Since Russia invaded Crimea in 2014, the Army has bolstered a few technologies that have proved useful: counter unmanned aerial vehicle mobile integrated capabilities, better known as CMIC.

The "rapid prototype" vehicles designed to counter unmanned aircraft systems joined the unit's Strykers this spring. They provided new "radios, computers, 3-D mapping, and full-motion video receivers, along with advanced electronic capabilities," the Army said at the time of their deployment.

The 2nd Cav -- one of the Army's two maneuver brigades -- was among the first infantry units to test that vehicle and provide input to get "software rewritten so that it's doing what we need to do," Ellis said.

He did not specify what needed to be reprogrammed.

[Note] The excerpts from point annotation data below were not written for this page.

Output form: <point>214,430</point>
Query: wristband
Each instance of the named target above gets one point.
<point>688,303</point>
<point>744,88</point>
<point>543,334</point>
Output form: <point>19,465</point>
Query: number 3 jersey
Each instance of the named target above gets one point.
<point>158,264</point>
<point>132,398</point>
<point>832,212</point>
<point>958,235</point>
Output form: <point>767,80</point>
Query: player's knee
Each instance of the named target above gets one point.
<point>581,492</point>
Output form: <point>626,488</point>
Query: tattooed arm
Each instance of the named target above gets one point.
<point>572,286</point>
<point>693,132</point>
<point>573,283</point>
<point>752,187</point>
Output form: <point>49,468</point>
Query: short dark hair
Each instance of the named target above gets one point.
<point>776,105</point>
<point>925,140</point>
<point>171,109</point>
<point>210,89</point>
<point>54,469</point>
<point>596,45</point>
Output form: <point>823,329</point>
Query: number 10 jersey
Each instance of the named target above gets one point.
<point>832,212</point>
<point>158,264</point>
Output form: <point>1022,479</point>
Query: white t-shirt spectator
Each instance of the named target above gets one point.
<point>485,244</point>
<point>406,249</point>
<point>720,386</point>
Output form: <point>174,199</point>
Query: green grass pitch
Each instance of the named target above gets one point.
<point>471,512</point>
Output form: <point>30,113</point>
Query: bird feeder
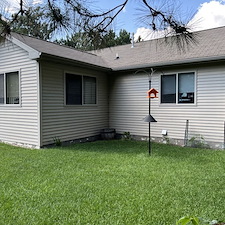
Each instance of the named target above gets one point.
<point>152,93</point>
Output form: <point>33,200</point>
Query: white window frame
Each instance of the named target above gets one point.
<point>177,88</point>
<point>5,89</point>
<point>82,97</point>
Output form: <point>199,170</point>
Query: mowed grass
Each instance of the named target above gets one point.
<point>110,182</point>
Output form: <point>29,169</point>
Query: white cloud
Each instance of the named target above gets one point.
<point>209,15</point>
<point>12,6</point>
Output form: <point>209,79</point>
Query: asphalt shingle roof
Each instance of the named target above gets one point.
<point>57,50</point>
<point>210,46</point>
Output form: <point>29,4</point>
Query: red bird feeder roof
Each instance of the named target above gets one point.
<point>152,93</point>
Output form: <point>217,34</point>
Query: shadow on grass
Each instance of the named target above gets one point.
<point>140,147</point>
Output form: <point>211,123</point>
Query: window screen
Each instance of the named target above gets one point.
<point>168,88</point>
<point>73,89</point>
<point>89,90</point>
<point>1,88</point>
<point>186,88</point>
<point>12,88</point>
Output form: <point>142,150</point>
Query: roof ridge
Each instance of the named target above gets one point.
<point>54,43</point>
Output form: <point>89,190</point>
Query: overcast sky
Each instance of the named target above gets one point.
<point>207,14</point>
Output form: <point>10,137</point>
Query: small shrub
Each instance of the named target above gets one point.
<point>57,141</point>
<point>126,136</point>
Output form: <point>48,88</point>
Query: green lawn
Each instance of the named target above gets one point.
<point>114,182</point>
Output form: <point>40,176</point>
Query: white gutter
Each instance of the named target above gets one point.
<point>171,63</point>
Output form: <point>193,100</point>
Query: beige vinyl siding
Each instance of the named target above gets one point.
<point>68,122</point>
<point>19,123</point>
<point>129,105</point>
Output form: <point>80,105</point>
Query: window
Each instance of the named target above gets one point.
<point>178,88</point>
<point>9,88</point>
<point>80,89</point>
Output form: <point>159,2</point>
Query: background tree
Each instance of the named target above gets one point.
<point>33,23</point>
<point>84,41</point>
<point>73,14</point>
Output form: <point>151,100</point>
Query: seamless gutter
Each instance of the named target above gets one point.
<point>170,63</point>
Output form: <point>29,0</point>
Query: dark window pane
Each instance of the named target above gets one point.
<point>186,88</point>
<point>168,89</point>
<point>1,88</point>
<point>89,90</point>
<point>12,88</point>
<point>73,89</point>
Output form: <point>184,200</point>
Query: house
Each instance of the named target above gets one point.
<point>50,91</point>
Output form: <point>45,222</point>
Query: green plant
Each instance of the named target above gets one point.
<point>110,182</point>
<point>188,220</point>
<point>57,141</point>
<point>126,136</point>
<point>166,139</point>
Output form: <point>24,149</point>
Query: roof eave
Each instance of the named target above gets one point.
<point>77,62</point>
<point>171,63</point>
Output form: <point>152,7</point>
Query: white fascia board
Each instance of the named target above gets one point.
<point>33,54</point>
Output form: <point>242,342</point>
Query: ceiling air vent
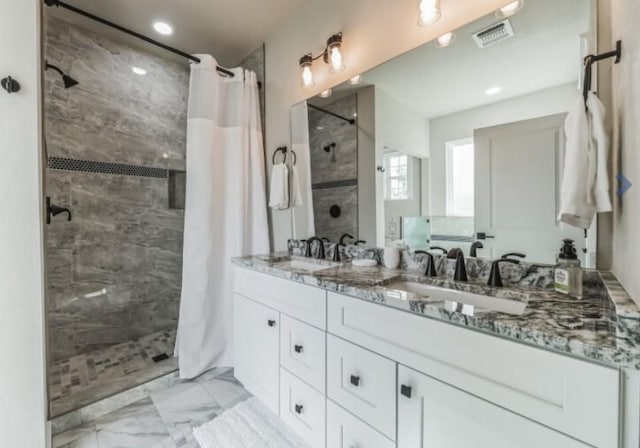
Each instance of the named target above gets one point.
<point>493,34</point>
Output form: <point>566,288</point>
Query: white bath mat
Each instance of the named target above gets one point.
<point>247,425</point>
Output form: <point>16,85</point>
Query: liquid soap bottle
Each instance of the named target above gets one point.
<point>568,273</point>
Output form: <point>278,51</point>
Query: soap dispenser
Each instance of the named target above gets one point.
<point>568,273</point>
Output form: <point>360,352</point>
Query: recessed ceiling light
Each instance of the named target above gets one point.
<point>445,40</point>
<point>163,28</point>
<point>355,80</point>
<point>510,9</point>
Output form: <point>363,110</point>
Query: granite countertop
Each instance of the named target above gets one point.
<point>602,327</point>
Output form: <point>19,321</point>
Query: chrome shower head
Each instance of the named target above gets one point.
<point>67,80</point>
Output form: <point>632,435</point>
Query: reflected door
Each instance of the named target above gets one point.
<point>518,173</point>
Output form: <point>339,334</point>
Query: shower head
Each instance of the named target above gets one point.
<point>67,80</point>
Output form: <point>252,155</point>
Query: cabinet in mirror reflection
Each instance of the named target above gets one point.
<point>454,145</point>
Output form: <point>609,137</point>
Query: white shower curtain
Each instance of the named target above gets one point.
<point>225,211</point>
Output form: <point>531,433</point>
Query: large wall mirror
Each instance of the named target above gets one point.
<point>460,140</point>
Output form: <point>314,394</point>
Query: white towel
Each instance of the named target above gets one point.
<point>296,192</point>
<point>279,192</point>
<point>585,181</point>
<point>247,425</point>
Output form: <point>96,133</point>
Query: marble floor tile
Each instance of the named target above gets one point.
<point>138,425</point>
<point>184,406</point>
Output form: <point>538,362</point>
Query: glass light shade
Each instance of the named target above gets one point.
<point>335,58</point>
<point>430,12</point>
<point>307,76</point>
<point>510,9</point>
<point>445,40</point>
<point>355,80</point>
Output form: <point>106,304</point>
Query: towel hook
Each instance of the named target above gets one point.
<point>282,149</point>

Ellis said he's seen similar progress in smoothing kinks on the prototype Dragoon version of the General Dynamics Land Systems-made Stryker Infantry Carrier Vehicle, which has been amplified with a 30-millimeter cannon.

"We've been involved in that process since the very beginning," he said of the gun, which is expected to be operational by 2018.

"We just recently allowed some of our soldiers to go out, go back and shoot the weapons system and provide feedback to the guys building that system," he said, referencing the cannon's maker, Kongsberg.

Doug Wiltsie, director of Army Rapid Capabilities Office, said it's a new way to provide deterrence in ways the 'enemy' wouldn't expect.

In addition to a massive electronic warfare package that is set to be completed in phases in coming months, the capabilities office is "working a second effort, called Titan, for the 2 CR dealing with GPS in a GPS denied environment" which relays position navigation solutions in an Anti-Access Aerial Denial situation, Wiltsie said.

"It's under contract starting with Stryker, and then we'll put it in the other ground combat vehicles," Wiltsie said.

The process overall -- live test first, perfect along the way -- is what's giving the Army leverage.

"We're getting systems in our hands, in the hands of our soldiers, so that we're ready to use these tools. And it's much more aggressive than we've seen in the past," Ellis said.